Well the long wait for my FAC is over, I picked up my new PT1911 in 45ACP, I went to the range, put on my Blackhawke Sherpa holster and my EZ grips and set out to zero it at 10Mtrs. Problem was,,, or should I say no problem was,,, It was spot on. I really love this wee gun and can't wait to go back to the range; which should be today but I have to watch the kids so it looks like a spot of rifle shooting up the back field will have to do. So I love my gun as I do all my guns. My pistol round up is:
>> Taurus PT 1911 45ACP
>> CZ 75 Shadow SP-01 9MM Luger
>> Taurus Euro Champion .38/.357 mag 5" barrel revolver

Here is a question for you .22LR pistol shooters. I want a .22LR to introduce my boys to pistol shooting and also for some cheap shooting. I have looks at the following guns (on the internet only):
>> Ruger Mk3 target - I love the look of this gun, shot an MK2, good reviews, but right not to pricey 
>> Sig Mosquito - Looks good, price good, suits small hands - lots of bad reviews
>> Walther P22 - Looks good, price good, suits small hands - better reviews than the Sig but still some doubt.
>> Chiappa 1911-22 Target 22lr Pistol - looks good, reviews good, and price so far seems good.

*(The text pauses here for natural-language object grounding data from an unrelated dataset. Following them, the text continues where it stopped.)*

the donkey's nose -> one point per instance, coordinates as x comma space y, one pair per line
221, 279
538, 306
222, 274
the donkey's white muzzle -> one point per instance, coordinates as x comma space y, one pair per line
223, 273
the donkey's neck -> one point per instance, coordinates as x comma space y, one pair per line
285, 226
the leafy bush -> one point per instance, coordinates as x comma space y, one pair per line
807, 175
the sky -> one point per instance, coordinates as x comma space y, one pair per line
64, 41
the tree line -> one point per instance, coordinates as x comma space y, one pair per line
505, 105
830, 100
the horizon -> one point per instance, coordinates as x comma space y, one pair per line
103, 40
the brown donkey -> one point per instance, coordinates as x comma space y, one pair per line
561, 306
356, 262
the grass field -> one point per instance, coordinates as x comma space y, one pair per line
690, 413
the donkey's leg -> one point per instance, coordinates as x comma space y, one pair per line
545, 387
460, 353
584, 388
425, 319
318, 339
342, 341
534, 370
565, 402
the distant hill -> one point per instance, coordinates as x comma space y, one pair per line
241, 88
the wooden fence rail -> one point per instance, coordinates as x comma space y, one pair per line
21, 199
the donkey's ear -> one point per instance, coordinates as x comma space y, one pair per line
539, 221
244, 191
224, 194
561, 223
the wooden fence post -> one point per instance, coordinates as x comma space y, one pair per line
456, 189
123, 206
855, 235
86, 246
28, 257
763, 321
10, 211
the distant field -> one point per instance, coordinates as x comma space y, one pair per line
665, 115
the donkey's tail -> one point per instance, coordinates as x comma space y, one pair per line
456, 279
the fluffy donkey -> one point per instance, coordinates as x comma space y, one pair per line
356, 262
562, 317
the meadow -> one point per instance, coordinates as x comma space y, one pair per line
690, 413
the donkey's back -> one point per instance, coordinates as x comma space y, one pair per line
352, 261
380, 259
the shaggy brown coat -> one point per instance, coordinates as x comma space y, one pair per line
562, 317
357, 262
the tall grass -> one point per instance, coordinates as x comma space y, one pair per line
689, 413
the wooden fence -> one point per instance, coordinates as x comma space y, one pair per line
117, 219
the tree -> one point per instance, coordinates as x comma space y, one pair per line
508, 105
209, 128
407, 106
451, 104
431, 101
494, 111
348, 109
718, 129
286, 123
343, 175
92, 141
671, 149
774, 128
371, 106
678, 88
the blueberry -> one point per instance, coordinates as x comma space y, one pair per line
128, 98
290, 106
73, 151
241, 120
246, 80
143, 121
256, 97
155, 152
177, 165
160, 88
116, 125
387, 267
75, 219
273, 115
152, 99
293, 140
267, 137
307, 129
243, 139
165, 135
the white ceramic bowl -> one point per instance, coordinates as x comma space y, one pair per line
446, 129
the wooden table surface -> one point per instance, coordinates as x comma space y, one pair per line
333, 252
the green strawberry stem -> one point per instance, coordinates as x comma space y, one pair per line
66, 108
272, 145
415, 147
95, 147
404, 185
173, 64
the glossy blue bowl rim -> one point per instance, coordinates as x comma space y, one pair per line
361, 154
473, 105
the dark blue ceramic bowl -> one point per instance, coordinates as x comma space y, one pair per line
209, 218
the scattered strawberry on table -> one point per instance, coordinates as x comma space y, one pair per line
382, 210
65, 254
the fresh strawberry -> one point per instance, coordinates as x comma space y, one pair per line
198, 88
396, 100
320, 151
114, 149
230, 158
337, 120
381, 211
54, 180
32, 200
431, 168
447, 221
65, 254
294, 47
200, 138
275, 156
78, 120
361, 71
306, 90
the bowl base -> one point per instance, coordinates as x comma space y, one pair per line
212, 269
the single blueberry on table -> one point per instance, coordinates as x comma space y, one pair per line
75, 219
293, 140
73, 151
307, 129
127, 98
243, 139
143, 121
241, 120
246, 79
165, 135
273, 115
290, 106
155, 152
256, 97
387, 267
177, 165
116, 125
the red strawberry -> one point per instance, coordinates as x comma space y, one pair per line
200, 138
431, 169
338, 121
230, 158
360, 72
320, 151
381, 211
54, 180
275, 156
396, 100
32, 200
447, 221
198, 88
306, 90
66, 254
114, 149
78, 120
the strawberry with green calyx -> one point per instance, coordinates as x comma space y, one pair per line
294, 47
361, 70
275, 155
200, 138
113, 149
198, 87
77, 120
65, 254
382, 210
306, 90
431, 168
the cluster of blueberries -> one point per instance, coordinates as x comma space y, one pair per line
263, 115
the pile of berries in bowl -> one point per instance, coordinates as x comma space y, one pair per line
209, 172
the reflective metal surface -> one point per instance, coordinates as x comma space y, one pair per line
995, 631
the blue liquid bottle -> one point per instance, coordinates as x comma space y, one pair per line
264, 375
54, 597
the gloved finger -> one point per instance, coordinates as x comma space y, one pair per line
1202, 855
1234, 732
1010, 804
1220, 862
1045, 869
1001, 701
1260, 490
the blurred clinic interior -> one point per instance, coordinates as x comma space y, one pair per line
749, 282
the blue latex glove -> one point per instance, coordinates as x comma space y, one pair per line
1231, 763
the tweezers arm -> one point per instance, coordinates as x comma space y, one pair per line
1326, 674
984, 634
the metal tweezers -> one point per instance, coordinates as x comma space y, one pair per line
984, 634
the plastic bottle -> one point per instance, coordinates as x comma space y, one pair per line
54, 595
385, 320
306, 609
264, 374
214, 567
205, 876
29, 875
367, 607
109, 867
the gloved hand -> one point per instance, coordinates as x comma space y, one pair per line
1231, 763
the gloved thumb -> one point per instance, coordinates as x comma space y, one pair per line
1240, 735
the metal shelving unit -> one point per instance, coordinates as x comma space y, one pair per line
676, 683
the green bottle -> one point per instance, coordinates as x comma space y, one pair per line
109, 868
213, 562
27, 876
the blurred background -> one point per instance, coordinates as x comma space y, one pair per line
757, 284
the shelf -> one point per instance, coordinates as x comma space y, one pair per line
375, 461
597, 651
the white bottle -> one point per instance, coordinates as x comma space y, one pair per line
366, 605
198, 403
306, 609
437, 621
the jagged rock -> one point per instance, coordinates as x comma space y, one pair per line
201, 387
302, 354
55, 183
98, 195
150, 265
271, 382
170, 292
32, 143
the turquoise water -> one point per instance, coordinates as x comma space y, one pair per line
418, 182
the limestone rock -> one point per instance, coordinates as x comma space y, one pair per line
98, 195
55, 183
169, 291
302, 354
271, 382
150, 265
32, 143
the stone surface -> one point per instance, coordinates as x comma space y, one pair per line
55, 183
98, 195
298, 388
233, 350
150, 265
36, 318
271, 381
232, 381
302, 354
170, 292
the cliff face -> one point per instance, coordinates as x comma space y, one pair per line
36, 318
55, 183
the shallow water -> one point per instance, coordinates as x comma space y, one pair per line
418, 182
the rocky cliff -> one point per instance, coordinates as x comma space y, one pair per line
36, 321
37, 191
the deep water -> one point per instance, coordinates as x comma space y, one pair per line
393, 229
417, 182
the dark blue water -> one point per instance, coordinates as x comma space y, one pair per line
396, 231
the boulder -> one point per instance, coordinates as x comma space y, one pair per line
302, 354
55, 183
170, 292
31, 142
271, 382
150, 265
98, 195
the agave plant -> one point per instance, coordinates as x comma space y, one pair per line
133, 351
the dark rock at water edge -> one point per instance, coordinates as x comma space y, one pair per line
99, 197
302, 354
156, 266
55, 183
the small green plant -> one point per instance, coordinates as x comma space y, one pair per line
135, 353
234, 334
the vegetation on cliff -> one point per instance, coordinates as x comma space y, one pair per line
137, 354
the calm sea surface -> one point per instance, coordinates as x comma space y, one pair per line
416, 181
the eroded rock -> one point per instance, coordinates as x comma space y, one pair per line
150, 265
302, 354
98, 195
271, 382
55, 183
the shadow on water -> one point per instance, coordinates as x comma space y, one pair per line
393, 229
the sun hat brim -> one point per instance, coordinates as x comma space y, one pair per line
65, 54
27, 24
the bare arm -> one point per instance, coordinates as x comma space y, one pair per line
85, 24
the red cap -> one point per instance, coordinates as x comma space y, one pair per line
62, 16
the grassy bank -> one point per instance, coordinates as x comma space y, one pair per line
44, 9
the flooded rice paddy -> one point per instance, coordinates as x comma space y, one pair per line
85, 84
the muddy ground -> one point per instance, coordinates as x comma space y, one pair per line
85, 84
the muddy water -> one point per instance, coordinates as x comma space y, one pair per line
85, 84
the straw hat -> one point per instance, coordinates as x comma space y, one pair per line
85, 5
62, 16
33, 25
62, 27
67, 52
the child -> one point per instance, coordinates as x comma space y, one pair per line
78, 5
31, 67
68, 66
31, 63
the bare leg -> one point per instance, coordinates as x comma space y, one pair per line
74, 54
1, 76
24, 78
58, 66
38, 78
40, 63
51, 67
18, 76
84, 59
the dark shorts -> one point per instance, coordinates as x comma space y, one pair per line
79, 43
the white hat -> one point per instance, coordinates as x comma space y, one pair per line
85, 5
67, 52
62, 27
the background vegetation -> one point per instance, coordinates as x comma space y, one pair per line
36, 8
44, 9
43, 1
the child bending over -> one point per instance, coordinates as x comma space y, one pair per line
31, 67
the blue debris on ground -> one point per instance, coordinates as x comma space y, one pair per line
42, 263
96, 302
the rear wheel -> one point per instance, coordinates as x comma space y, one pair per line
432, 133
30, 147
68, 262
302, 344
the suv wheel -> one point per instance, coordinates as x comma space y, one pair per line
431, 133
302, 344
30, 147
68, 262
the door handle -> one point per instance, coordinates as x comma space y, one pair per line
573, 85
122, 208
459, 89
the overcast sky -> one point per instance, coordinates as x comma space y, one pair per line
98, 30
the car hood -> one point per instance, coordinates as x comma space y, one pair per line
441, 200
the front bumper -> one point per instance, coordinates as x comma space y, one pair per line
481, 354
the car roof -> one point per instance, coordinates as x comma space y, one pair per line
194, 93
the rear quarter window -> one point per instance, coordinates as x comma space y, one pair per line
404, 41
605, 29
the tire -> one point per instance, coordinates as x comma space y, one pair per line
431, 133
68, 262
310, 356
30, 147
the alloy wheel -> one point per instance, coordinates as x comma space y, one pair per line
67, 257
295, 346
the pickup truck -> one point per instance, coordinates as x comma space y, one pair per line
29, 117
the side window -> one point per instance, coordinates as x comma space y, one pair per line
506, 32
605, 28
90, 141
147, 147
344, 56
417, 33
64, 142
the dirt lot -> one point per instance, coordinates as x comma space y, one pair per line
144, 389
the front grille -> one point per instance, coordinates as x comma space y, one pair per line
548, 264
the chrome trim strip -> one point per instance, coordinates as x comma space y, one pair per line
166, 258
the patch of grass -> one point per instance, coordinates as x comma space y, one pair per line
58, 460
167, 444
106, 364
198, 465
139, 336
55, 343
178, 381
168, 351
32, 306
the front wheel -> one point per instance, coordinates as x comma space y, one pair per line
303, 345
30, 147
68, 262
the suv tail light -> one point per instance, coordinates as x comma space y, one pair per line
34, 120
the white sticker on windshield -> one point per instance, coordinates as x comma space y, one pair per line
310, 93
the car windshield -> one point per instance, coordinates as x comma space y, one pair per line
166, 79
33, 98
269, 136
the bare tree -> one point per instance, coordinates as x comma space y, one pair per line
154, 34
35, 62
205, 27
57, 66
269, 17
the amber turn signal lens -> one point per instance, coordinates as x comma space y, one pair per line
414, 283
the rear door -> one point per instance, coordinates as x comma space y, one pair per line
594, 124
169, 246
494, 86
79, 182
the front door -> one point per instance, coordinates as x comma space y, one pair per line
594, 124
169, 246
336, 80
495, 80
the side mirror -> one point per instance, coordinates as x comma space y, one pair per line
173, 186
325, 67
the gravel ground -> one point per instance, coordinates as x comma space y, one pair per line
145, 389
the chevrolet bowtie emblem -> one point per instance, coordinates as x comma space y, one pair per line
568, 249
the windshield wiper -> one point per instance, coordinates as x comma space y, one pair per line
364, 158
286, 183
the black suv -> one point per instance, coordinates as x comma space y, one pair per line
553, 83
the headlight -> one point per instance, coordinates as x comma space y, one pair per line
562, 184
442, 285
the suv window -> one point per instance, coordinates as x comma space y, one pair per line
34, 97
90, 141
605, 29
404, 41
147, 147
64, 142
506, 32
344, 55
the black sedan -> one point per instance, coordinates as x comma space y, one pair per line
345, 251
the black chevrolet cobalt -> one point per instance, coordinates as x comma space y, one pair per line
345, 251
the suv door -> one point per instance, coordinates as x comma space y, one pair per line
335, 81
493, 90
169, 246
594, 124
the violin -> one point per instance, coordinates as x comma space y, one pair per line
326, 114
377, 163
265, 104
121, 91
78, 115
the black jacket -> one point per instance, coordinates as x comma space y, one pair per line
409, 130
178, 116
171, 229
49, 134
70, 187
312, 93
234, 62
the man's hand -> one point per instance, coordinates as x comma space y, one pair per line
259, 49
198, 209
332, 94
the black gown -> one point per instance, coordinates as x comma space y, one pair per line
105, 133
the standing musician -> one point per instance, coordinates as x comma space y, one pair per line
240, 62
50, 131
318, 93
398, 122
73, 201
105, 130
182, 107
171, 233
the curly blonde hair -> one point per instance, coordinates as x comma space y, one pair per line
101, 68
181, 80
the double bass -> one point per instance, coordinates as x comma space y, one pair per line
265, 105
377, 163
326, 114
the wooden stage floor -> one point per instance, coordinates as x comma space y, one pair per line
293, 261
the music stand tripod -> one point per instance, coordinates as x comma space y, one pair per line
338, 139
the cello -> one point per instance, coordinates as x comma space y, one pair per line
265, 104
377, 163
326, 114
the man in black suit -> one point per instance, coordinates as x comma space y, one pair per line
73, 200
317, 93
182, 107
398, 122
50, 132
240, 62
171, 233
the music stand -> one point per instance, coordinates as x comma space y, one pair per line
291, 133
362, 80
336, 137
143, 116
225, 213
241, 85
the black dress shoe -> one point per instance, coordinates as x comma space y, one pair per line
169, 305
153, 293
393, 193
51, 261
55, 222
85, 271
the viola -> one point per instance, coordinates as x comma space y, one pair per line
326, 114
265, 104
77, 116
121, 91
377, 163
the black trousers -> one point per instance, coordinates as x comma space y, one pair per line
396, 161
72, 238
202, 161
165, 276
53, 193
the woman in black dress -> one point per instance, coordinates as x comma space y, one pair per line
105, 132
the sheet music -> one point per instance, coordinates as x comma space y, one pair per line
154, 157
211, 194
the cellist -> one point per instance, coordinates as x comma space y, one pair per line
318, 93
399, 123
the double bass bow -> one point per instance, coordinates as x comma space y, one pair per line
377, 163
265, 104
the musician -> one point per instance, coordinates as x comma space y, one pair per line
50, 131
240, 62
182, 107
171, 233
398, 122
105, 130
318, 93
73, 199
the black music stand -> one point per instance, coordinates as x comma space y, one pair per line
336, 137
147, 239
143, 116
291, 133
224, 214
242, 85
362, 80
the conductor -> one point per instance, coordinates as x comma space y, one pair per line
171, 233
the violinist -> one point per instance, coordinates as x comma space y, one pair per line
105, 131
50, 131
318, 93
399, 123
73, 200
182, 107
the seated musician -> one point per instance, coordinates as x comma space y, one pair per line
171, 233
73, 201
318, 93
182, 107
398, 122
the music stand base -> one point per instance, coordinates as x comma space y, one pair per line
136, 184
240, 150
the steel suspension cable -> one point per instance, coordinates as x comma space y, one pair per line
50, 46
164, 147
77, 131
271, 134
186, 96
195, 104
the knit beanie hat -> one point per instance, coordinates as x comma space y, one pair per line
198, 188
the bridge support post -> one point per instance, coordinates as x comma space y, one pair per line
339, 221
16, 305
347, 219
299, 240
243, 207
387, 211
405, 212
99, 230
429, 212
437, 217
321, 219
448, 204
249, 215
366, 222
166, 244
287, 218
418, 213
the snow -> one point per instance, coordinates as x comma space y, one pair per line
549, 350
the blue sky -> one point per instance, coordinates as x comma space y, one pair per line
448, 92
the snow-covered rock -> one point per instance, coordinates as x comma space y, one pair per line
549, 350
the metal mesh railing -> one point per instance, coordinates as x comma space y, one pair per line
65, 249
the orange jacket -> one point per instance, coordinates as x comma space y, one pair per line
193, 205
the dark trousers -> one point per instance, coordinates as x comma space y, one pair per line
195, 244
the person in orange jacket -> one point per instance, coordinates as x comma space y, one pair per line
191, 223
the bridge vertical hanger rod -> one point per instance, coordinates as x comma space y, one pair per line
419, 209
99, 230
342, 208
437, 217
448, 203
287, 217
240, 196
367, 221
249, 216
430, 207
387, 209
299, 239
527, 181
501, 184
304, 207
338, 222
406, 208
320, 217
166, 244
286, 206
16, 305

Have any of you used, own or know anyone who owns a Chiappa 1911-22 Target 22lr Pistol. At the moment this is the gun I want to research as I think it will tick all my boxes including price. I would appreciate honest comments and guidance. I have never heard of this brand until 2 weeks ago.

Thanks guys


----------



## Baldy (Jun 21, 2006)

Stick with the proven Ruger and you will be very happy. There's three times the accessories out there for the Rugers as compared to anybody else. They will last a couple of life times if met half way with service.

I have a 1977 MK-I Standard, a 2010 MK-III .22/45, and a 2010 MK-III Talo. Other pistols may be nice but it's hard to beat a Ruger who's been around since 1948. :smt033


----------



## tony pasley (May 6, 2006)

Ruger Mark II I have one with over 100,000 rounds through it and it still shoot like it was designed. Properly maintained and it will out last your children.


----------